9 de la mañana del 27 de marzo de 1998. Laura, de siete años, se dirige al colegio público José Bergamín, en el distrito madrileño de Fuencarral, para reunirse con sus compañeros y empezar un nuevo día de clase. Suenan risas infantiles y bullicio, propio de cualquier patio de escuela. Aquel día, nadie acompaña a Laura a la escuela. Por esos azares malditos, su madre había tenido que acudir al funeral de un vecino y no había nadie en casa.
Cerca, espera Antonio Ortiz. Vigilante dentro de su vehículo, observa cómo los niños van entrando. En un momento dado, ve a Laura. Sale del coche y la agarra fuertemente de la mano. La engaña diciéndole que su madre lo envía para que lo acompañe a probar unos bañadores– el mismo pretexto con el que logró engatusar a la pequeña española secuestrada en abril en Ciudad Lineal- y la obliga a entrar en su coche.
Ortiz empieza entonces a conducir sin rumbo por varias calles cercanas, hasta llegar a un lugar apartado, casi un descampado. Se detiene y consuma los abusos. Según consta en la sentencia, realizó frotamientos de sus órganos genitales contra la zona vaginal de la pequeña, hasta eyacular. No se recoge que la hubiese violado, como sí hizo con otras pequeñas.
Después, le abre la puerta para que vuelva a clase…
Antonio Ortiz fue detenido aquella misma tarde. Lo delató la falta del tapacubos de una de las ruedas, un detalle clave que pudo aportar un testigo, junto a algunas cifras de la matrícula.
Por aquel delito, fue condenado a nueve años de cárcel. A los seis, obtuvo el tercer grado, lo que le permitía salir de prisión los fines de semana. Los magistrados consideraron que el pederasta había mostrado un comportamiento satisfactorio y valoraban también su “nula conflictividad” en prisión, según el auto de la Audiencia de Madrid. No obstante, los mismos jueces decidieron negarle entonces la libertad condicional, alegando que no había participando en ninguno de los programas terapéuticos.
El letrado Javier García Ugalde fue el encargado de su defensa. Abogado de oficio durante aquel primer delito de Ortiz, reconoce que en ningún momento de la búsqueda se le pasó por la cabeza que su cliente de entonces pudiese ser el pederasta más buscado, el enemigo público número uno. “Tampoco lo sabemos ahora”, aclara, “se está prejuzgando demasiado”.
Sin embargo, el miércoles, cuando se informó de que el presunto pederasta de Ciudad Lineal había sido detenido en Santander, volvió a su mente aquel chico de 28 años, “muy frío, callado, y nada parecido físicamente a como es ahora”. Por aquellos años, Ortiz no había empezado a frecuentar aún con asiduidad frenética los gimnasios, de los que después se convertiría en verdadero adicto y a los que diariamente acudía para moldear su cuerpo, nutrido también de anabolizantes.
Dieciseis años después, Ugalde recuerda aún un rasgo característico de aquel joven. Su mirada. Aquel joven, introvertido, casi mudo, impasible, de hielo “nunca miraba a los ojos”, afirma. En ningún momento, dice, le confesó haber sufrido abusos sexuales en la infancia, como se comenta pudo haber dicho a los agentes durante estos días.

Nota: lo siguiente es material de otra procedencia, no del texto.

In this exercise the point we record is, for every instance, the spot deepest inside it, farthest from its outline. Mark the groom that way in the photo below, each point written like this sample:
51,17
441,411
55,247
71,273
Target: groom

Tampoco se le diagnosticó ninguna patología.
“Nunca se derrumbó, ni siquiera cuando le iba presentando las pruebas que se agolpaban contra él”, dice el abogado. Algunas de esas pruebas eran definitivas, como los análisis de ADN del semen de las bragas de la pequeña.

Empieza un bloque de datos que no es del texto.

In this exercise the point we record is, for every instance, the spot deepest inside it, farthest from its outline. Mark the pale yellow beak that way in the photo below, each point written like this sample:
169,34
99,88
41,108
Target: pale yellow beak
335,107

Aquel caso afectó especialmente a su madre. Pese a que Ortiz había sido ya un niño difícil y retraído, y un joven con antecedentes de extorsión, “nunca se habría podido imaginar algo así, como ninguna madre lo haría”, dice el letrado. El joven se había criado con ella y con su hermana en el barrio madrileño de Hortaleza, hasta que se casó muy joven.

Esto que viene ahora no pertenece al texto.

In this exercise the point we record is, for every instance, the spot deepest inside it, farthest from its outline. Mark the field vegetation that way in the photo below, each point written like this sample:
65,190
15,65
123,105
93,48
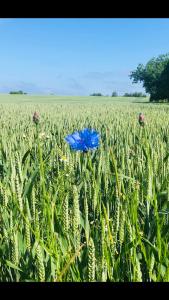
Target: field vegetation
69,216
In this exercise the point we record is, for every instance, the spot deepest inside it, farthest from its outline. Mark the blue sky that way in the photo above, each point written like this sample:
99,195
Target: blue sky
77,56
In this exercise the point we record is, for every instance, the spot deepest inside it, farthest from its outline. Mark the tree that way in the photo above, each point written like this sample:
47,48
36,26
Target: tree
154,76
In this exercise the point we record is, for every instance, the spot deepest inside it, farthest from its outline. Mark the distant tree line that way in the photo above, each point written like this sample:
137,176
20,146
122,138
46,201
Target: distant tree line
135,94
96,94
115,94
155,77
17,93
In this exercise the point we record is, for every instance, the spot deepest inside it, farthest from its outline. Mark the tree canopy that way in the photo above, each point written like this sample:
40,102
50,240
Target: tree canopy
155,77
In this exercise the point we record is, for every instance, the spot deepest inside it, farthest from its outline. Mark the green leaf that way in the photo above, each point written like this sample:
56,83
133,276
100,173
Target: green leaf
11,265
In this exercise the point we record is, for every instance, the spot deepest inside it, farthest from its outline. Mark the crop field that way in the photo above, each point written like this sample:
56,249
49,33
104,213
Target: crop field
70,216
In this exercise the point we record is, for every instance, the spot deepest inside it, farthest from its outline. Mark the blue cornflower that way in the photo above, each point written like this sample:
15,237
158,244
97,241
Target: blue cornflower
83,140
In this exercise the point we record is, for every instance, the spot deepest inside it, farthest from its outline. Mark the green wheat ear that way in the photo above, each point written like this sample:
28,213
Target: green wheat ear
91,261
40,264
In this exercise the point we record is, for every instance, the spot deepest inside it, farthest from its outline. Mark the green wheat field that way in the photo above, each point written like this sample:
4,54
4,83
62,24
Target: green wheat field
68,216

Nunca le dio detalles de lo sucedido aquel 27 de marzo. Se limitó a reconocer los abusos durante el juicio, para lograr una reducción de pena sobre los doce años que pedía Fiscalía. Pero ni siquiera se confió con su abogado. Nunca dijo por qué lo había hecho, ni tampoco mostró ninguna señal de arrepentimiento. A Ugalde, confiesa, su cliente tampoco le generaba ningún sentimiento. Sólo frialdad.
Para él, como para casi cualquier abogado lo sería, aquel fue un caso complicado. “A mí personalmente, estos casos no me gustan, pero la Constitución recoge el derecho a la defensa y así se debe hacer”, afirma.